The internet flatters us by making every event feel close. It puts Rome, Westminster, Washington, Gaza, X/Twitter, YouTube, TikTok and the parish WhatsApp group into the same nervous system. The result is not catholicity, but indigestion. We were not made to metabolise the whole world.

This is where the much-abused phrase ordo amoris is actually useful. It briefly escaped into American politics early last year when JD Vance invoked it and was promptly denounced for doing so. Whatever one thinks of his application, the underlying Christian instinct is sound enough: love must be ordered.
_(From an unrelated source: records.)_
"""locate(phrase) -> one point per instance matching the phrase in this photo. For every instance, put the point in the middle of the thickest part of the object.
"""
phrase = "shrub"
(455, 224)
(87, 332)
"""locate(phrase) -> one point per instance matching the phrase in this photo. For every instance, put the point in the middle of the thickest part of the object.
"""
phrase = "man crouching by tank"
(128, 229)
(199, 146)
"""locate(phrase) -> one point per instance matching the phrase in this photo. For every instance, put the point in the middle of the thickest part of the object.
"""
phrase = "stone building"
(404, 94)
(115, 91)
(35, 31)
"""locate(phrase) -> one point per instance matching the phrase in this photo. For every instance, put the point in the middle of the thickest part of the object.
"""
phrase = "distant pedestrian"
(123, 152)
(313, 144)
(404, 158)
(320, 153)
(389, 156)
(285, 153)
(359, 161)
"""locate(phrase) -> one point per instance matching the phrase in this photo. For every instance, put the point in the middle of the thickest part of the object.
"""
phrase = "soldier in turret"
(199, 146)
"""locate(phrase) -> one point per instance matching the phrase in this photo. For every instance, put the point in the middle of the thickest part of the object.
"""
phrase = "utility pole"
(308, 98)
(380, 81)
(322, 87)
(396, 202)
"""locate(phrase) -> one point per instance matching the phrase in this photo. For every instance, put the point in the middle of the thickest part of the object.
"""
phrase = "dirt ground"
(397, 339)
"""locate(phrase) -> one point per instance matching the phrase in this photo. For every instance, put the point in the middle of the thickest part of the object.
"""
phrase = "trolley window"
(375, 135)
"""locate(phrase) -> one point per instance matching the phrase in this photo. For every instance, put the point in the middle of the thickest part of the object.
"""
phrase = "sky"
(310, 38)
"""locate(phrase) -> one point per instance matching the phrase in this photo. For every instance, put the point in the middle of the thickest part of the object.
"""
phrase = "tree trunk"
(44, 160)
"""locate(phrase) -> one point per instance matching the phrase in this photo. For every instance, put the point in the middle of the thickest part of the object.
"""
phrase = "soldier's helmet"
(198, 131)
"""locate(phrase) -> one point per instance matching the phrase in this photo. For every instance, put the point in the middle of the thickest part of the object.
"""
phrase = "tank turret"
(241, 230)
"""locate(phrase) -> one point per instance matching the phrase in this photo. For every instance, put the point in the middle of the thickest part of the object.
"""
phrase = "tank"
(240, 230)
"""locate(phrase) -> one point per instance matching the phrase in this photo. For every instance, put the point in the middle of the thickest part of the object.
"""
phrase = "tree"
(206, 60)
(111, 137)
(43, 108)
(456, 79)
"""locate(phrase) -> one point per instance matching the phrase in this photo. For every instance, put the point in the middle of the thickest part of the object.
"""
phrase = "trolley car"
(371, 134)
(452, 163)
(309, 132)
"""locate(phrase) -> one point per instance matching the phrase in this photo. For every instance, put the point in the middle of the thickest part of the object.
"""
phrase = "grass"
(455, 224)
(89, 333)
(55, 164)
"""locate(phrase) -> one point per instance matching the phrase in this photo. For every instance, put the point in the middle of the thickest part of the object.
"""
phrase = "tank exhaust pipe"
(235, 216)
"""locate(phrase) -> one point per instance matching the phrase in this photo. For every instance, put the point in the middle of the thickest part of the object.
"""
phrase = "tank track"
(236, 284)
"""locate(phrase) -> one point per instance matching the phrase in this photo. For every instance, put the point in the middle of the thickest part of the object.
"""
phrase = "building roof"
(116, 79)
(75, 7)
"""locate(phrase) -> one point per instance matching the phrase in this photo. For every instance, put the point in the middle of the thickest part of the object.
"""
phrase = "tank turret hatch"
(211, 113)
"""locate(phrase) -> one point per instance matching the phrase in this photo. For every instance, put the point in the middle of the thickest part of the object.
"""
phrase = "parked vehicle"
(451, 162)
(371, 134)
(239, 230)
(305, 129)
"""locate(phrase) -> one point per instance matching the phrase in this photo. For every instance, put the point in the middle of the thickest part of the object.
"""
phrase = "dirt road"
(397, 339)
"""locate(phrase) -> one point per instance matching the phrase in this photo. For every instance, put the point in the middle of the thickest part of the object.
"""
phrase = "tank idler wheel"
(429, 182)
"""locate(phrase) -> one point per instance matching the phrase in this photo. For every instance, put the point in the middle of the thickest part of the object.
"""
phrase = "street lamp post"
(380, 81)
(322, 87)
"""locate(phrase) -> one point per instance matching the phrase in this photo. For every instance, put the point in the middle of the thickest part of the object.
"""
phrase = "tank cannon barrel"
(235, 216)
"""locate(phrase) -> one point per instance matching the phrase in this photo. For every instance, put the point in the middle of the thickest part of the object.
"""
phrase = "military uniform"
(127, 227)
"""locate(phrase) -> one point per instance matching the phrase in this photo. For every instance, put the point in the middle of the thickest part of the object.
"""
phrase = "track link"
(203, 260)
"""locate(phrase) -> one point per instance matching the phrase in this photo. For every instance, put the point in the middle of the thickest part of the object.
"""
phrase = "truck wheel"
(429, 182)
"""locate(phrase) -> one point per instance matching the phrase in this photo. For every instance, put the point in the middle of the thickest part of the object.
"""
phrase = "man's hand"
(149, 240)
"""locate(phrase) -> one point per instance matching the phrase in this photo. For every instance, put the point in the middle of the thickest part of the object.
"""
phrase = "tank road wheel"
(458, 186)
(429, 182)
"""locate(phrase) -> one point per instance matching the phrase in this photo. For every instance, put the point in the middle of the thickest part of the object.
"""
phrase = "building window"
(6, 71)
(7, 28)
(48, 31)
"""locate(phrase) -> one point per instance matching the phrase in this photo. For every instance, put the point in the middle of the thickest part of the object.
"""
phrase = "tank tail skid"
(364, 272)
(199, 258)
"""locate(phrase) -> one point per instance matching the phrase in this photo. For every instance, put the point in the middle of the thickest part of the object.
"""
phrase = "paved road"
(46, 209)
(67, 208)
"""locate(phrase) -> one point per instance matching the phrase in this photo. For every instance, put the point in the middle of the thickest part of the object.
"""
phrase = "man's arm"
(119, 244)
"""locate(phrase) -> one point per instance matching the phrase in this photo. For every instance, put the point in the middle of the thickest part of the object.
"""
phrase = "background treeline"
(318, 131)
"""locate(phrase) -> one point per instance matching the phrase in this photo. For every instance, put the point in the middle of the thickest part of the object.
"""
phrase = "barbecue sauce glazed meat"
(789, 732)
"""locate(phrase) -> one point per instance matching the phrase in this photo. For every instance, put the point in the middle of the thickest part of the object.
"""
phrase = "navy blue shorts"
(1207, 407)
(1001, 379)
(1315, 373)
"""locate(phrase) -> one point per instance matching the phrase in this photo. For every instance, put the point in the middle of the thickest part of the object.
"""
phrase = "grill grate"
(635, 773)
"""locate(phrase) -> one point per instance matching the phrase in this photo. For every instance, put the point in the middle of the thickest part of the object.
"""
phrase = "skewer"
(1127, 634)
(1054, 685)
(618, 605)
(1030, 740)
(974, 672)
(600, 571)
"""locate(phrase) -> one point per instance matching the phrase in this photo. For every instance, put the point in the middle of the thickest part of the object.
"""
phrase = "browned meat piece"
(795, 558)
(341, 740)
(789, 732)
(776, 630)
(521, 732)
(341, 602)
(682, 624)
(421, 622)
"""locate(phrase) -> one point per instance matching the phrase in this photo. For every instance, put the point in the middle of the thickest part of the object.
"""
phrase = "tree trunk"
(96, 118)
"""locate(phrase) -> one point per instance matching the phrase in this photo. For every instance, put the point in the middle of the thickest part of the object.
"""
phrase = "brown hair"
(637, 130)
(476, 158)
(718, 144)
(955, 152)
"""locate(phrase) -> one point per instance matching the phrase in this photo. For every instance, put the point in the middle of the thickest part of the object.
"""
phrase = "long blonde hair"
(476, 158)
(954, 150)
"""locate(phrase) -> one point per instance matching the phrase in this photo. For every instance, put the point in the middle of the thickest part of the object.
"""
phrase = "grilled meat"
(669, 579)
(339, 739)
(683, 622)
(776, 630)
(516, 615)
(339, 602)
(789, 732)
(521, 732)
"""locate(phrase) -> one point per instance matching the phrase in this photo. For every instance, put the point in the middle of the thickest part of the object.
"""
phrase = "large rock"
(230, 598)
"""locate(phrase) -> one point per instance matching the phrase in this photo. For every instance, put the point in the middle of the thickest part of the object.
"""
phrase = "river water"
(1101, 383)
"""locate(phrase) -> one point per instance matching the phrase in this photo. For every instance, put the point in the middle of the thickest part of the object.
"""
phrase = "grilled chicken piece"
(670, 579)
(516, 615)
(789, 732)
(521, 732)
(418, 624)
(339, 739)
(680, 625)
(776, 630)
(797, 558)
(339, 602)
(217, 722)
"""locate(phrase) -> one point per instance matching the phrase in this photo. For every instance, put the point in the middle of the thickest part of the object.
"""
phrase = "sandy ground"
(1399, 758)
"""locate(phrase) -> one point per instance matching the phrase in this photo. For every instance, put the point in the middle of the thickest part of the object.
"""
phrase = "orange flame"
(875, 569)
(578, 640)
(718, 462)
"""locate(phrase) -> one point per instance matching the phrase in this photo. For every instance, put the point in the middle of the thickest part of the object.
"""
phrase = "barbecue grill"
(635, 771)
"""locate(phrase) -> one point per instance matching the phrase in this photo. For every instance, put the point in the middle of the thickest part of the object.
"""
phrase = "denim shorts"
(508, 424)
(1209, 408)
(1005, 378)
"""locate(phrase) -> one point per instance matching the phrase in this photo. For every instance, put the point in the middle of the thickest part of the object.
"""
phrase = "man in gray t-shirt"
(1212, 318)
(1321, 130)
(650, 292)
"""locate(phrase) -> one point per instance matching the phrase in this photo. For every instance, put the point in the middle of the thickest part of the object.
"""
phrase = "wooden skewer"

We owe love to all men, but not in the same way, not with the same immediacy and not through the same duties. A man has obligations to his wife and children that he does not have to a stranger on the other side of the world, regardless of what Peter Singer says. He has duties to his parish, his household, his neighbours, his country and his work which cannot simply be dissolved into a vague concern for mankind at large.

Charity begins with the person in front of you. Duty begins with the thing actually entrusted to you. The truth is not served by a man neglecting his wife, his children, his prayers, his work and his parish because he is busy forming strong opinions about matters he cannot verify and cannot influence. Of course this does not mean Catholics should become ignorant, incurious or parochial in the stupid sense. Some men must know more than others because their responsibilities require it. A journalist must investigate, a bishop must govern, a politician must deliberate, a father must know what threatens his household, a teacher must not be naive about the world into which his pupils are growing. But most of us should be far more honest about the difference between acquiring knowledge and engaging with agitprop.

Pope Leo’s recent defence of books is helpful here. Speaking to the Vatican Publishing House on 7 May, he said that the book is an “opportunity to think”, and that in the digital age the physical book reminds us of the need for thought, reflection and study. Reading, he said, “nourishes the mind” and forms a critical sense, guarding us against ideological shortcuts.

That is exactly the point. The opposite of online falsehood is not simply online fact-checking, necessary though that sometimes is. The deeper antidote is a mind trained to move more slowly, to weigh claims, to follow an argument, and to sit with reality rather than consume impressions of it. Books resist the nervous tempo of the feed. They do not flash, interrupt, notify, flatter or enrage. They ask for attention, and attention is one of the first casualties of the post-truth age.

A man who cannot read a book will struggle to judge a headline. A mind formed by fragments will eventually mistake fragments for the whole.

There is an old Chinese image in the Tao Te Ching of the ideal life: to live in one’s own village, close enough to the next that one might faintly hear its chickens and dogs across the fields, and yet never feel the need to go there. One need not take Laozi as a political guide to see that there is wisdom in this image; there is a peace in not making every distant noise one’s own business.

The Christian answer to post-truth is therefore not to become an amateur intelligence analyst, hunched over a screen, decoding every clip and chasing every rumour, but to recover the ordinary virtues that have been lost in the digital age: restraint, patience and the humility to admit that not every controversy requires our intervention. We should refuse convenient lies, avoid sharing what we have not checked, prefer the primary source to the viral summary, read more slowly, react less quickly, and be especially wary of anything that gives us the delicious pleasure of anger. Before we click, share or denounce, we might ask a simpler question: will knowing this help me discharge a duty, or will it merely give me the pleasure of contempt?

Above all, we should recover the dignity of not having an opinion.